Sports & Health

Caffeinated Athletes?

Caffeine’s performance-boosting effects sought by athletes

Researchers are always brewing fresh information on caffeine, perhaps because coffee forms such an integral part of many morning routines. It seems the general consensus is that caffeine can be healthy in moderate amounts. However, caffeine works as a central nervous system stimulant that has a variety of physiological effects, which can be seen as either desirable or detrimental.

According to a recently published article in The Atlantic, titled “How Athletes Strategically Use Caffeine,” caffeine has become the performance-enhancing drug of choice in competitive sports, with the author suggesting that “using it in precise ways, and not excessively, seems most effective.”

The article explains that at the Ironman World Championship – a “brutal triathlon” –  “most were jacked up on caffeine, the world’s most popular performance-enhancing drug.” Though it was noted that caffeine has varying effects upon individuals, on average, it seems to boost performance.

Typically, we don’t tend to associate the use of caffeine with athletic performance. It makes sense that caffeine could be used to (temporarily) increase endurance in competitive athletic events, such as a triathlon. Health Canada notes that caffeine can be used to promote alertness and wakefulness, enhance cognitive performance, relieve fatigue, and promote endurance.

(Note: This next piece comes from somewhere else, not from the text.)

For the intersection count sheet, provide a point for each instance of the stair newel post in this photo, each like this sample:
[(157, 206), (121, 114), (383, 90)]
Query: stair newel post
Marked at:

However, caffeine has diuretic effects, which means that it can also contribute to dehydration. In addition, it’s been argued that people tend to underestimate the negative effects of caffeine.

Men’s Journal recently published an article, titled “7 Worrisome Facts About Caffeine,” that positions caffeine as the “largest, least regulated, and most misunderstood drug trade in America.” Some worrisome claims include the idea that drinking one cup of strong coffee a day is enough to get you hooked; that overdoing caffeine can cause problems, from disrupted sleep to increased anxiety symptoms; that it’s easy to build tolerance for caffeine (and become dependent); and that natural caffeine is no better than synthetic sources, since they have the same effects.

With conflicting viewpoints on caffeine being presented, and its reputation as a performance-boosting substance (or conversely as an anxiety aggravator, and overused stimulant) constantly being debated, it is really up to the individual to choose how they wish to “use” caffeine (or rather, if they wish to consume caffeine at all). We shouldn’t forget, however, that caffeine is a drug.